Aviva Aron-Dine, Special Assistant to the President for Economic Policy fielded questions from about thirty ASBC members who presented the administration with a list of Tax Policy Principles formulated by the group and spoke with a unified voice against tax cuts and tax credits as a means to restore the economy. “We are here to tell you flat out that tax credits do not influence hiring.” one ASBC member said.
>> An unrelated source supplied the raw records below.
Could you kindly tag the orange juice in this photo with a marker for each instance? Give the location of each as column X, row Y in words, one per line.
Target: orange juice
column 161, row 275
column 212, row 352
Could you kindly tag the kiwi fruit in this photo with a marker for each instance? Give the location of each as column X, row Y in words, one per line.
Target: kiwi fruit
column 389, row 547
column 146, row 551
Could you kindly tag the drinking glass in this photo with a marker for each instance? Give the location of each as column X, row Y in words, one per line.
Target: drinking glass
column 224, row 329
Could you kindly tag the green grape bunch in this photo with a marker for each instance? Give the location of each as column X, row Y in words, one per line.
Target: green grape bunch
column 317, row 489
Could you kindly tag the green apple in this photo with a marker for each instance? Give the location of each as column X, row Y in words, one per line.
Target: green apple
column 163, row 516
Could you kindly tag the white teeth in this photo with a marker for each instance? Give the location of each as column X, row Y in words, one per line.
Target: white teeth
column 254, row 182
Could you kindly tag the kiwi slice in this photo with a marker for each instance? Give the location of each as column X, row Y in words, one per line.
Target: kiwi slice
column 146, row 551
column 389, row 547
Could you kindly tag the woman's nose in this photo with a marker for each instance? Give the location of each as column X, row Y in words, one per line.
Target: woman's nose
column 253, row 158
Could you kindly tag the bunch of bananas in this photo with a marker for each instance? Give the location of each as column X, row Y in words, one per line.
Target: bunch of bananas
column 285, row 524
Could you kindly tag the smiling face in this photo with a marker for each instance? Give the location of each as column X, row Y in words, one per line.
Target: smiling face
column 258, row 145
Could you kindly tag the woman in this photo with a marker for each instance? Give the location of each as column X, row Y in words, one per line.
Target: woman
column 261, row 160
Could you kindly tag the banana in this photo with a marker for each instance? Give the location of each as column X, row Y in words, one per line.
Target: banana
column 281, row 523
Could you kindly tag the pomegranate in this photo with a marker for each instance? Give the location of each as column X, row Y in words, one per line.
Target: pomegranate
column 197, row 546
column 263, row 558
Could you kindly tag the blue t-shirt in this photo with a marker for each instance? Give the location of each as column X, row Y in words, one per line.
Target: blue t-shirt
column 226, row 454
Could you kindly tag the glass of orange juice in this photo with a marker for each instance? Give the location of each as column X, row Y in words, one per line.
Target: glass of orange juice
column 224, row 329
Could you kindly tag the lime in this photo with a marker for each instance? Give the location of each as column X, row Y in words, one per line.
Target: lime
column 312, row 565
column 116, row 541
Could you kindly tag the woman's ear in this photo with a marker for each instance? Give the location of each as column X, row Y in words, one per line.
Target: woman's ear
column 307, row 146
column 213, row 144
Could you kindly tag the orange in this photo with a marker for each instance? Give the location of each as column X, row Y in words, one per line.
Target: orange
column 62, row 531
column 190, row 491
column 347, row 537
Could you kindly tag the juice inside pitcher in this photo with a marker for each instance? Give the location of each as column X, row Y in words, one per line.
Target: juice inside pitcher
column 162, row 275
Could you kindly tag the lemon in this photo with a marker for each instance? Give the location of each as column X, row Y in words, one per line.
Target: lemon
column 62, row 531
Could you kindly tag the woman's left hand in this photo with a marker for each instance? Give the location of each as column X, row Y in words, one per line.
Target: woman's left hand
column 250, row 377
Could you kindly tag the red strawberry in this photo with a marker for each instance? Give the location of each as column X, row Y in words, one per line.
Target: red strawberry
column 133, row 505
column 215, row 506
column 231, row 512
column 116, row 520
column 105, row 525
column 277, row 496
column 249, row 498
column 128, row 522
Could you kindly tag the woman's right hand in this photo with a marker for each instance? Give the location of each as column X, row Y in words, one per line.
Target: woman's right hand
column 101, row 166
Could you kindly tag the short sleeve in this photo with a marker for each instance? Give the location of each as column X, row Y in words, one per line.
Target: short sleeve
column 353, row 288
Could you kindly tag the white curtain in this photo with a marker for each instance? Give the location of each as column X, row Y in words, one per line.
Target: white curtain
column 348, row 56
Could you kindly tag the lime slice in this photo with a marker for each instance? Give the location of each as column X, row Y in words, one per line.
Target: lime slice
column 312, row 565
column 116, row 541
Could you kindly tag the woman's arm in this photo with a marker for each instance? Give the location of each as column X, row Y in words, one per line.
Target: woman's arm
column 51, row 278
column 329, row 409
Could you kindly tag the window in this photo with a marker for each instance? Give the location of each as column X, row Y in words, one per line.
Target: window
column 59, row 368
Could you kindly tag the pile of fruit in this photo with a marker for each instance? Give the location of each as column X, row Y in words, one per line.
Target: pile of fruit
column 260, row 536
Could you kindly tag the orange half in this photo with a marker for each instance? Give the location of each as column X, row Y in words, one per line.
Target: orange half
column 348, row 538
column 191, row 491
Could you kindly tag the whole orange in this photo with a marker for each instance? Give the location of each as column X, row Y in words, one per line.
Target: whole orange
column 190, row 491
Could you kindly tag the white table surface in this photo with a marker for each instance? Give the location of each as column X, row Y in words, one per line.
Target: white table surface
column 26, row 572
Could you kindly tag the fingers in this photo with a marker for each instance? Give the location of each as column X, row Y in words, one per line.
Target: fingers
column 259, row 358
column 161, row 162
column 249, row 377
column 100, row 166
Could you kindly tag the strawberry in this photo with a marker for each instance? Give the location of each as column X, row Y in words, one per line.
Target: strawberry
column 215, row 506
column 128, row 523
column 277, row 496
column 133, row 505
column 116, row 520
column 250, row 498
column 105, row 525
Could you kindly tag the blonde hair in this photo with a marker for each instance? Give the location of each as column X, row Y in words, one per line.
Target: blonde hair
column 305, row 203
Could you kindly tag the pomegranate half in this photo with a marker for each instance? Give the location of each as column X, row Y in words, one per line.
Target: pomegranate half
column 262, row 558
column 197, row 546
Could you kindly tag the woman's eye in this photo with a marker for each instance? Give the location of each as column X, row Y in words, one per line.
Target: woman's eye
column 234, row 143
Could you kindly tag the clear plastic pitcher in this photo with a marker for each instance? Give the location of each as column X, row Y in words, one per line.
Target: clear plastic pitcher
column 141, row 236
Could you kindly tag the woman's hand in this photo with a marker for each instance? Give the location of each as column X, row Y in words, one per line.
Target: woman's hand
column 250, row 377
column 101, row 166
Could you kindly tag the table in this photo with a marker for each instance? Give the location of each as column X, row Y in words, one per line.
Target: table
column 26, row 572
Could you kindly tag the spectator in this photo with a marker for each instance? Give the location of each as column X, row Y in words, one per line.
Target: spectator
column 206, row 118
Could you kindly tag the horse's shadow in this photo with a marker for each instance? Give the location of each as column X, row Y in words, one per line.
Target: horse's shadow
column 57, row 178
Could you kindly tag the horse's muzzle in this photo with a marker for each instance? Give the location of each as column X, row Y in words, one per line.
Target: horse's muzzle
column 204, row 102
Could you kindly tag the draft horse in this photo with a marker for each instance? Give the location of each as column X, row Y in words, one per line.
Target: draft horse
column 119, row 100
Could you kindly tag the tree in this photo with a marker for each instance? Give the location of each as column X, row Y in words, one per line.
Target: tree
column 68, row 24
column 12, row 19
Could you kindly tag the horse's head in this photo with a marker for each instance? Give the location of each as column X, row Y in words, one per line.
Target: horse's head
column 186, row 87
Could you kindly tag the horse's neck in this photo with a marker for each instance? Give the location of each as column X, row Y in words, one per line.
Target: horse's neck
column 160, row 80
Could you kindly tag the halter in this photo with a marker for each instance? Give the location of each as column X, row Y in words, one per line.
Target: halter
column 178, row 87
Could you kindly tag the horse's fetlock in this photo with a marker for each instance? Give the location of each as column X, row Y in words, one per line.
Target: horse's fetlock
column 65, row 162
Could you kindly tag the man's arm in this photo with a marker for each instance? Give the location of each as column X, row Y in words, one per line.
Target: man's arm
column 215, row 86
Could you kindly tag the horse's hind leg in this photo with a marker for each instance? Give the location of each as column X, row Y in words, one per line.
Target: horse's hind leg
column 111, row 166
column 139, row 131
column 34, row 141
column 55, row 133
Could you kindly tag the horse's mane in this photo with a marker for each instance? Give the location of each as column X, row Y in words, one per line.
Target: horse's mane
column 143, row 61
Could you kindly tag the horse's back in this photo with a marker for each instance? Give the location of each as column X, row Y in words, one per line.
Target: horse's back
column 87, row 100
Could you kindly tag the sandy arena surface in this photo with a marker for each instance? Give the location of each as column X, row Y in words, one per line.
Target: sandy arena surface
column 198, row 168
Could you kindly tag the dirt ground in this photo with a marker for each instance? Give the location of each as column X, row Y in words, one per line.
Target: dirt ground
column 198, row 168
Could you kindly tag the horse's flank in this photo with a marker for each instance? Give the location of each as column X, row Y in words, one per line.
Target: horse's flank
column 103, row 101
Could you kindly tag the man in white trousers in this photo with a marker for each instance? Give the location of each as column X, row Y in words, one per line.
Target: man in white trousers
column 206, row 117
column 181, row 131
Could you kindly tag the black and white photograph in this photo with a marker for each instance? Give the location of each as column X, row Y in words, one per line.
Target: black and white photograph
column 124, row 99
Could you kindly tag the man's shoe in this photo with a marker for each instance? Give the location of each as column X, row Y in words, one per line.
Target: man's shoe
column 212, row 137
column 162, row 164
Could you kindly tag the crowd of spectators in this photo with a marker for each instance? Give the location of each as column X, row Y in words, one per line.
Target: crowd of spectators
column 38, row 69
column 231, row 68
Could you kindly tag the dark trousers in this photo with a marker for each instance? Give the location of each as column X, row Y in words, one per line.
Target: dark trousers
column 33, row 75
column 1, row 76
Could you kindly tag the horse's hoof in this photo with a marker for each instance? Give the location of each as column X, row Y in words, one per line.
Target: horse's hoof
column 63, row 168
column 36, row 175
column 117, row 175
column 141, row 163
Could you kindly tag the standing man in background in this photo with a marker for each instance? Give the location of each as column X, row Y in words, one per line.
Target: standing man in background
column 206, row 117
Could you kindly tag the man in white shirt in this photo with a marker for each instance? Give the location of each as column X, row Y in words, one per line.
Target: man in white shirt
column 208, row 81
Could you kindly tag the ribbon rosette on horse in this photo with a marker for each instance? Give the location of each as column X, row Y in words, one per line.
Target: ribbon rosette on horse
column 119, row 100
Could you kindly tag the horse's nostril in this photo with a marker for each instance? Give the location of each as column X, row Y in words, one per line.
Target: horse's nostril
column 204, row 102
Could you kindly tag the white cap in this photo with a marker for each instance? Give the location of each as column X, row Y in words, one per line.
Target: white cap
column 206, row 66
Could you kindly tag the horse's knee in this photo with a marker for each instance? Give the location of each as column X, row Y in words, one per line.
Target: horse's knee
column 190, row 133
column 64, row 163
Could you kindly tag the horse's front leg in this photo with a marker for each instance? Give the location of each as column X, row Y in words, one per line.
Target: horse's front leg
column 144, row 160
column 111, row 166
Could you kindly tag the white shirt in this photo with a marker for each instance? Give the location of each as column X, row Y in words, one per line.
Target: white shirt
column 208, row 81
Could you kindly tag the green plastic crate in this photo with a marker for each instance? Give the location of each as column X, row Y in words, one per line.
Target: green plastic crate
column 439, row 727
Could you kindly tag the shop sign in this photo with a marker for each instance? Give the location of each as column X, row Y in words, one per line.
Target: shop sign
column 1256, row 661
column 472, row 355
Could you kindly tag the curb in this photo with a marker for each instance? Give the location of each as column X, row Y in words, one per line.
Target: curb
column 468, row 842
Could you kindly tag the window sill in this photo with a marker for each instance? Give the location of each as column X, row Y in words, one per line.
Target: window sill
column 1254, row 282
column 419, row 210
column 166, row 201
Another member added that when the Administration proposes tax cuts and tax credits as a means for restoring the economy, that it only serves to bolster the administration’s congressional critics argument that he is not cutting taxes and slashing spending fast enough.
Aron-Dine stood her ground and asserted throughout the meeting that there was a long term and short term strategy at work to restore the economy and that proposed tax credits for increased payrolls and middle class tax cuts were an important part of that short term strategy.
The tax policy principles delivered by members of the sustainable business community included a list of measures designed to provide adequate revenue for public infrastructure and services that underpin a healthy economy.
-Restoring pre-Bush tax rates on all households with more than $250,000 in taxable income.
-Support for a “buffet rule” to ensure that America’s wealthiest households pay at least as much in taxes as middle class families.
-Support for a “GE rule” to ensure that America’s multi-national corporations pay at least as much in taxes as small businesses.
-Support for a surtax on incomes of more than $1 million.
-Support for restoring the estate tax to 2009 levels.
-Support for the elimination of the “carried interest exclusion” which allows private equity managers a preferential tax rate.
-Support for eliminating the capital gains gap.
-Support restoring progressivity to the corporate tax code.
-Support for the “Stop Tax Haven Abuse Act”
-Opposing a tax holiday for repatriation of foreign earnings.
-Support eliminating subsidies that target narrow industry sectors such as oil.
-Support a modest financial transaction tax, to interrupt the explosion of high frequency market speculation.
I can’t give the administration enough credit for having this conversation in the first place, so I’ll defer whatever criticism I have. The very notion that “full cost accounting” is being discussed within the White House is a tribute to this administration’s desire to change the dialogue and allow more diverse voices at the table. Ms. Aron-Dine was one of 29 administration officials that took part in yesterday’s events.